Olá. Não sei quem és e, realmente, não me importa. Não que sejas algo insignificante, pelo contrário. O problema é que meu tempo é curto, tempo este que se limita a 73% de energia. Limitava-se. Já são 72%.

Não espere muito desta curta narrativa. Se espera, deixe de ler. Não sou um humano gênio da literatura. Não vou parar numa estante através de uma obra, e nem quero.

Mas se quer passar o tempo lendo algo sem propósito, sinta-se convidado.

Sou um Andróide Ac5 - ultrapassado perante as novas tecnologias, confesso - mas, ainda assim, ativo.

Neste exato momento, estou no topo de uma montanha. Posso ver milhares de paralelepípedos e cilindros de concreto formando uma esplendorosa cidade. Posso calcular a temperatura que cada edifício ou cidadão emana. Posso perceber a movimentação dentro e fora das construções. Mas não vejo cor, não vejo expressividade.

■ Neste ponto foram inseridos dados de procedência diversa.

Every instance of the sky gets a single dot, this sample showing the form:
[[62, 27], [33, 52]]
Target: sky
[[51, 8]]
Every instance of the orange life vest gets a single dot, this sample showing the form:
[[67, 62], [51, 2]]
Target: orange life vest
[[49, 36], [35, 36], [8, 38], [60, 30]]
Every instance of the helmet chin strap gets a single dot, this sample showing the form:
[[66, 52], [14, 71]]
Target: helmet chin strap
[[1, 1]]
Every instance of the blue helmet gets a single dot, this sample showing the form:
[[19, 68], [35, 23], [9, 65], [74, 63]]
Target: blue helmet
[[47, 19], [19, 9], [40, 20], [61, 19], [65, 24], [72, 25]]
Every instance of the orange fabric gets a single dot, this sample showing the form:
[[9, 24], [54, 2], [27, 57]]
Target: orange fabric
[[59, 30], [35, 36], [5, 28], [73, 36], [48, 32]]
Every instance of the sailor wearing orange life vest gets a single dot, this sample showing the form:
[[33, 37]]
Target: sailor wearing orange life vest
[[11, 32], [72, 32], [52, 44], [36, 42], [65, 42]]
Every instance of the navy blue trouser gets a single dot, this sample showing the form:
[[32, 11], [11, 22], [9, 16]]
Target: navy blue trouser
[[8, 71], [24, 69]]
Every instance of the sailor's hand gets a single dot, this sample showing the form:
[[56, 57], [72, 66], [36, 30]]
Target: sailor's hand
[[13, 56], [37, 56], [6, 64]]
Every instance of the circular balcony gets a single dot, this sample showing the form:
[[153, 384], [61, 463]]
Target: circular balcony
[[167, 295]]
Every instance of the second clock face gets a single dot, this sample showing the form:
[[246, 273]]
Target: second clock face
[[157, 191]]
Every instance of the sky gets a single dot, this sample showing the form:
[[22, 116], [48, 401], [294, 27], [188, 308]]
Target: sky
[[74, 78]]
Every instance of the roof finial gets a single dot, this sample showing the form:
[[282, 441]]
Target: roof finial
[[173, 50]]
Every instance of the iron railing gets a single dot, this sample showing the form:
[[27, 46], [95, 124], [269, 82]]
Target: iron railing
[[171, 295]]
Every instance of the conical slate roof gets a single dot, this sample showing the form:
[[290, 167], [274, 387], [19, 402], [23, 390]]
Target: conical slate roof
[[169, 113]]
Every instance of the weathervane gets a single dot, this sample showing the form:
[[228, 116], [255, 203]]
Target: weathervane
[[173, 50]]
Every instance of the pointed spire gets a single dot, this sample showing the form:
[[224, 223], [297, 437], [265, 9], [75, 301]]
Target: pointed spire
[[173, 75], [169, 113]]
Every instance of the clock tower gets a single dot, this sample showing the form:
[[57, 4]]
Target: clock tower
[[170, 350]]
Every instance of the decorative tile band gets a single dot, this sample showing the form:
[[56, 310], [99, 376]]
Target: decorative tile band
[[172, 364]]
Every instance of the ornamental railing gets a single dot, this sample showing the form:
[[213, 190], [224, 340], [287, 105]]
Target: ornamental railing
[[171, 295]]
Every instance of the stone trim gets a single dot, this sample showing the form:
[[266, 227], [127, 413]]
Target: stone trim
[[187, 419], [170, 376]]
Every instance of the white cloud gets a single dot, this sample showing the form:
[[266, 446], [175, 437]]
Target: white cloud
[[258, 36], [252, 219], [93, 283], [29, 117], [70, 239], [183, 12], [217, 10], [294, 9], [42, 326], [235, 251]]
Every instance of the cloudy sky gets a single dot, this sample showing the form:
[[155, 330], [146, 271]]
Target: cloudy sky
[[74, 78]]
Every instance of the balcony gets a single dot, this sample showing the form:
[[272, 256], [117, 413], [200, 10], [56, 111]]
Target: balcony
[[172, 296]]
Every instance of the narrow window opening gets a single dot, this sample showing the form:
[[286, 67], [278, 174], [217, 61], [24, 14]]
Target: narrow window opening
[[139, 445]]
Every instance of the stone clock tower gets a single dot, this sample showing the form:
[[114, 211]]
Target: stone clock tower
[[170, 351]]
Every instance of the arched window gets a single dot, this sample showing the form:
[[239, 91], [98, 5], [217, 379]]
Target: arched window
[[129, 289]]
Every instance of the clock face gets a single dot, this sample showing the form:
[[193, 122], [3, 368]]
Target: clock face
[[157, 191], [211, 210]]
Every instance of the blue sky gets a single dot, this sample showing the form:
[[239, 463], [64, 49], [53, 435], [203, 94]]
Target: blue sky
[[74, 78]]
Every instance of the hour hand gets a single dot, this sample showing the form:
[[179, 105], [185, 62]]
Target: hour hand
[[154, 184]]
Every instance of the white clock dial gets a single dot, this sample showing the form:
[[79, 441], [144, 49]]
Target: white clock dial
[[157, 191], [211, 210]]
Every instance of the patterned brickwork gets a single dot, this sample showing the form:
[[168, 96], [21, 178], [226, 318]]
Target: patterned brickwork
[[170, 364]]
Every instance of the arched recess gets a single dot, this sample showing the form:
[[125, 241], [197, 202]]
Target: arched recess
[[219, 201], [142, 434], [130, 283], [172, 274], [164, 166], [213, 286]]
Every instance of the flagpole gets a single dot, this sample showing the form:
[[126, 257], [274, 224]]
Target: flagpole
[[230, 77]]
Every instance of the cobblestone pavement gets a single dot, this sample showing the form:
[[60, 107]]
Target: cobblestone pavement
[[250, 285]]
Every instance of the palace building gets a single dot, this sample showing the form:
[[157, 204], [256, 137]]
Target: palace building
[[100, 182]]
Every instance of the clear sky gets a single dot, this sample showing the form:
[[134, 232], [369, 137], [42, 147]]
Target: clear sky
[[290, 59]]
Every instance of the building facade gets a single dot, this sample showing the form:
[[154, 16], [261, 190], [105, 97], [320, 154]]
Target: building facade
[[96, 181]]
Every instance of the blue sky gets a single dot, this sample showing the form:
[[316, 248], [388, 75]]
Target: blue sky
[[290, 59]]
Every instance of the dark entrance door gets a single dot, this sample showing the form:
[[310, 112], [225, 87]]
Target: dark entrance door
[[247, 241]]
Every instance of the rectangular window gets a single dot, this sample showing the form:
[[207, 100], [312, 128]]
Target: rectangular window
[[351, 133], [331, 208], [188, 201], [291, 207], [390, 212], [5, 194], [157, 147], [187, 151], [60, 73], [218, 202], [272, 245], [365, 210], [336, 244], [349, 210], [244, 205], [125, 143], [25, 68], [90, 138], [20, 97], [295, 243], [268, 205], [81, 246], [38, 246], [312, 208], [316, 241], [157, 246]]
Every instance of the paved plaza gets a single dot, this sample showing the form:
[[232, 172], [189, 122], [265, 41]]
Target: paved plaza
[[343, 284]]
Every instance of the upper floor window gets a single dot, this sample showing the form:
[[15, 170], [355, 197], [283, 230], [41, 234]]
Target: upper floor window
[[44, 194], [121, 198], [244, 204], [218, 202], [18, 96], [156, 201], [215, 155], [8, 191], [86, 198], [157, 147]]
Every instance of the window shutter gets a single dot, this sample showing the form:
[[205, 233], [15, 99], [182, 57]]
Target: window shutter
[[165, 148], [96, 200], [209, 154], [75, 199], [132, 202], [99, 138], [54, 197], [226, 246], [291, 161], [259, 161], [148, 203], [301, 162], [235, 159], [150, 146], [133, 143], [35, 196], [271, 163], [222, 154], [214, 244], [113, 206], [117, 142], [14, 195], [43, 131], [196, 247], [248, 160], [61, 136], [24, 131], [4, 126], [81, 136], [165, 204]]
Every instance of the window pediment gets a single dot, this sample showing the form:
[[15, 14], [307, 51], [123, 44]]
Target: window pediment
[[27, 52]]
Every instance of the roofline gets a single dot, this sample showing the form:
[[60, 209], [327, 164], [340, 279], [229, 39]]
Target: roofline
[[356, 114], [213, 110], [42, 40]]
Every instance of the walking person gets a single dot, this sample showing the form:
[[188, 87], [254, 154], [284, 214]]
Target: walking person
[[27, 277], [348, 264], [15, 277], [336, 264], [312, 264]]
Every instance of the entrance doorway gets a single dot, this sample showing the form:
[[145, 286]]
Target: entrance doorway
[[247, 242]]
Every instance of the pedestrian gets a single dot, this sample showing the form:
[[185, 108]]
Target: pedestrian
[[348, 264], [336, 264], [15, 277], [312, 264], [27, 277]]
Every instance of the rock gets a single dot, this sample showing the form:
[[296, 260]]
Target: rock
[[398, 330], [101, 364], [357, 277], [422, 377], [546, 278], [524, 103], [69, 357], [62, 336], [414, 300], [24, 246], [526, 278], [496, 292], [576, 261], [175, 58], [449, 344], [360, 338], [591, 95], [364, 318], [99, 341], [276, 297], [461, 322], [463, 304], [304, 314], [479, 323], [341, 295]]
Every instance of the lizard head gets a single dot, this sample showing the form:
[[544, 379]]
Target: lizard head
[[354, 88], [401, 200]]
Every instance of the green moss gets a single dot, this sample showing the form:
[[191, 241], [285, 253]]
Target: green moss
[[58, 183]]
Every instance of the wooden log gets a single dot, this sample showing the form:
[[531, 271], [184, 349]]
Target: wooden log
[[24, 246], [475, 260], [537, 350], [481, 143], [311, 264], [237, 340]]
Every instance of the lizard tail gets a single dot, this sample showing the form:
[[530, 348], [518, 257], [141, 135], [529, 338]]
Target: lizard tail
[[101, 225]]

Não posso dizer-te como é o vermelho, ou como é o violeta, e dados técnicos não mais bastam para me saciar. Estou com defeito. Preciso de mais do que há no meu sistema. Segundo eles, os humanos, isso é defeito.

Sei que o vento se desloca à minha volta. Posso dizer-te com precisão a temperatura e a velocidade do mesmo, mas não o sinto. Isto não me basta. Já não me basta o que meu sistema é capaz de fornecer. Estou com defeito.

Abaixo de mim, rochas. Mais primitivas e limitadas que eu. No entanto, delas escorrem lágrimas que em alguns quilômetros serão rios, enquanto eu não sou capaz de derramar um gota de sentimento. Mas pedras não choram. Estou com defeito. Sentimentos não se derramam. Estou com defeito.

Ando montanha abaixo, com pressa. Minha carga já se encontra bastante abaixo do esperado. 67%. Tenho medo de não suportar até que o dia chegue, quero poder ver o céu. Andróides não sentem medo. Estou com defeito.